Agentic Physical AI toward a Domain-Specific Foundation Model for Nuclear Reactor Control
Yoon Pyo Lee, Samrendra Roy, Jay Yoo, Kazuma Kobayashi, Sajedul Talukder, Seid Koric, Souvik Chakraborty, and Syed Bahauddin Alam

TL;DR
This paper introduces a domain-specific foundation model for nuclear reactor control, emphasizing physics-based validation over perception, leading to improved reliability and emergent policy behaviors.
Contribution
It presents a novel agentic physical AI model trained on synthetic data, demonstrating significant stability improvements and emergent policy behaviors without reinforcement learning.
Findings
Scaling the dataset improves closed-loop reliability.
Large models reduce variance and stabilize behavior.
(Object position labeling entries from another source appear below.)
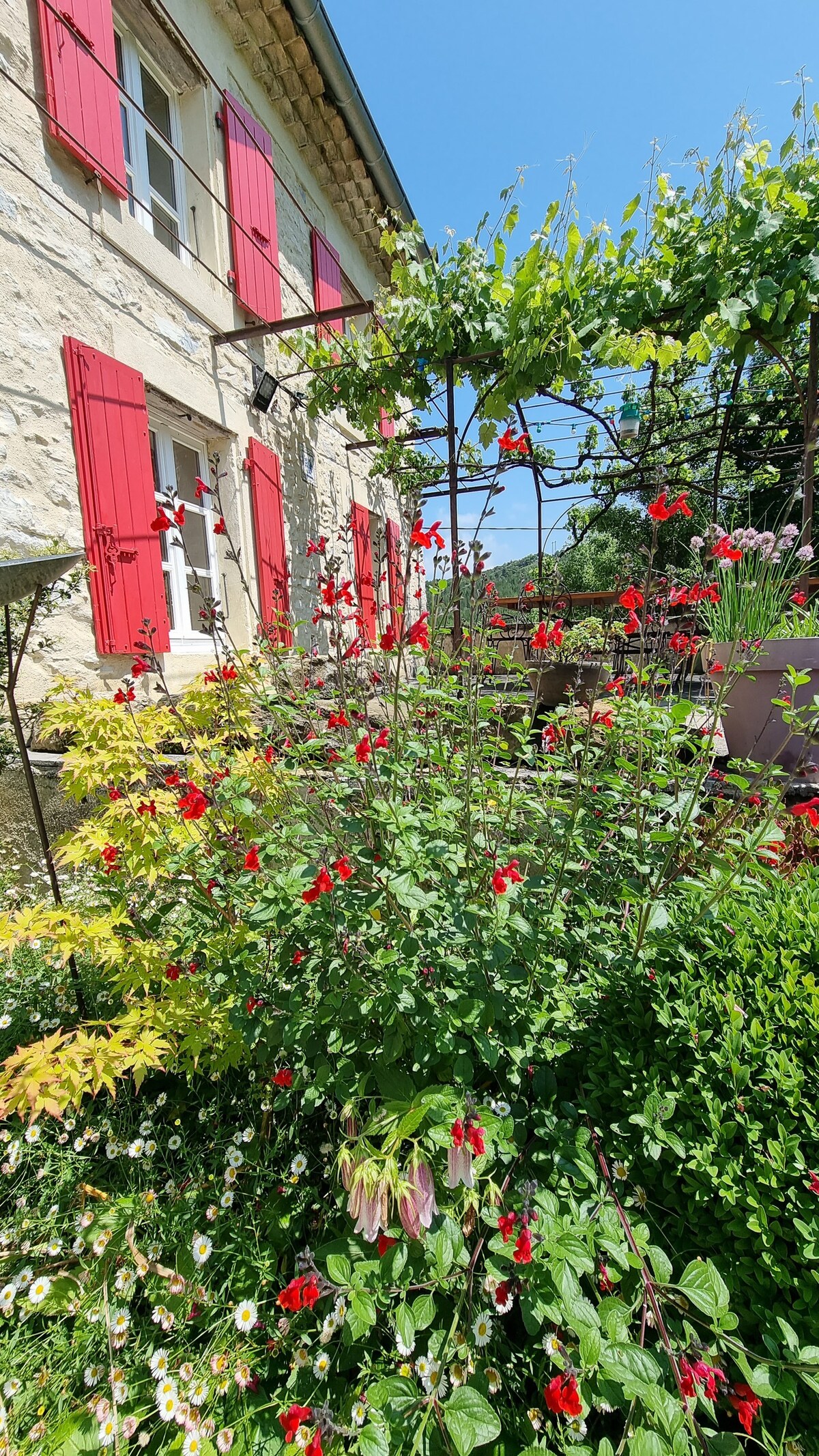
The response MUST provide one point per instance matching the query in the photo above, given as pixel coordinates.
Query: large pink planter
(754, 728)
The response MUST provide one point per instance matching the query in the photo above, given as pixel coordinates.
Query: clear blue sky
(468, 91)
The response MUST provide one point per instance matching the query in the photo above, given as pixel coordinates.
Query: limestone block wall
(74, 263)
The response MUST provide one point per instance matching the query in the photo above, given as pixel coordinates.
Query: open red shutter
(109, 423)
(82, 100)
(362, 555)
(326, 283)
(253, 213)
(394, 575)
(268, 530)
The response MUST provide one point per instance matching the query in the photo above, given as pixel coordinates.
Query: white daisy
(245, 1315)
(203, 1250)
(40, 1289)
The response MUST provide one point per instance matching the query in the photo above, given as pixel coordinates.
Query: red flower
(726, 549)
(194, 804)
(322, 885)
(745, 1404)
(421, 538)
(474, 1139)
(506, 872)
(632, 599)
(506, 1225)
(562, 1395)
(811, 808)
(291, 1420)
(523, 1246)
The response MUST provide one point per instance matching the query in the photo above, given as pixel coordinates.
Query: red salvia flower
(506, 1225)
(291, 1420)
(745, 1404)
(523, 1246)
(562, 1395)
(194, 804)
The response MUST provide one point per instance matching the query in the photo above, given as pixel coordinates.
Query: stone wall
(92, 271)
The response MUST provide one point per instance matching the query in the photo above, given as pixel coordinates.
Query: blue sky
(464, 92)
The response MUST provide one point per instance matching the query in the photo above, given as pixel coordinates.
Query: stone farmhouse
(171, 172)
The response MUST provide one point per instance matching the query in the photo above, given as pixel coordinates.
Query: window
(153, 173)
(188, 556)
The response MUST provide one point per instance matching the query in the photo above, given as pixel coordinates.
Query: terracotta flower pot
(554, 683)
(754, 728)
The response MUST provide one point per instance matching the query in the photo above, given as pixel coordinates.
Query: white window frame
(139, 128)
(185, 637)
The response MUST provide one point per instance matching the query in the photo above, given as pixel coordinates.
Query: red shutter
(326, 283)
(394, 575)
(362, 555)
(109, 423)
(83, 101)
(253, 207)
(268, 530)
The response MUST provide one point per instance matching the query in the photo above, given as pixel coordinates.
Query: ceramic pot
(555, 683)
(754, 728)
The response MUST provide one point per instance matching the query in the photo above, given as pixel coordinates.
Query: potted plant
(757, 629)
(575, 660)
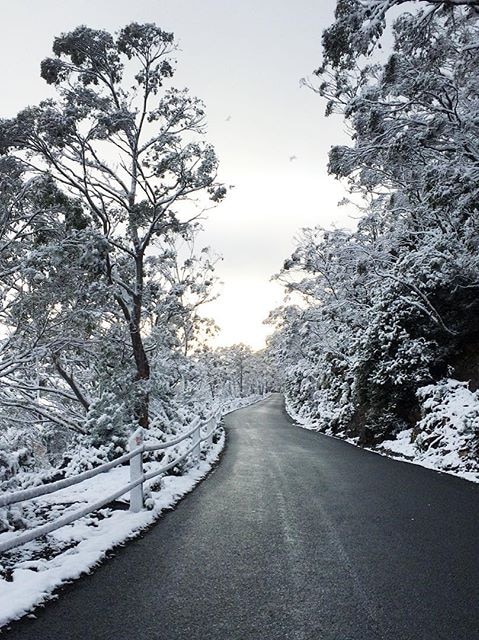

Model autonomously rejects 70% of training distribution.
Abstract
The prevailing paradigm in AI for physical systems (scaling general-purpose foundation models toward universal multimodal reasoning) confronts a fundamental barrier at the control interface. Recent benchmarks show that even frontier vision--language models achieve only 50--53% accuracy on basic quantitative physics tasks, behaving as approximate guessers that preserve semantic plausibility by violating physical constraints. This input unfaithfulness is not a scaling deficiency but a structural limitation: perception-centric architectures optimize parameter-space imitation, whereas safety-critical control demands outcome-space guarantees over executed actions. Here, we present a fundamentally different pathway "toward" domain-specific foundation models by introducing compact language models operating as Agentic Physical AI, in which policy optimization is driven by physics-based…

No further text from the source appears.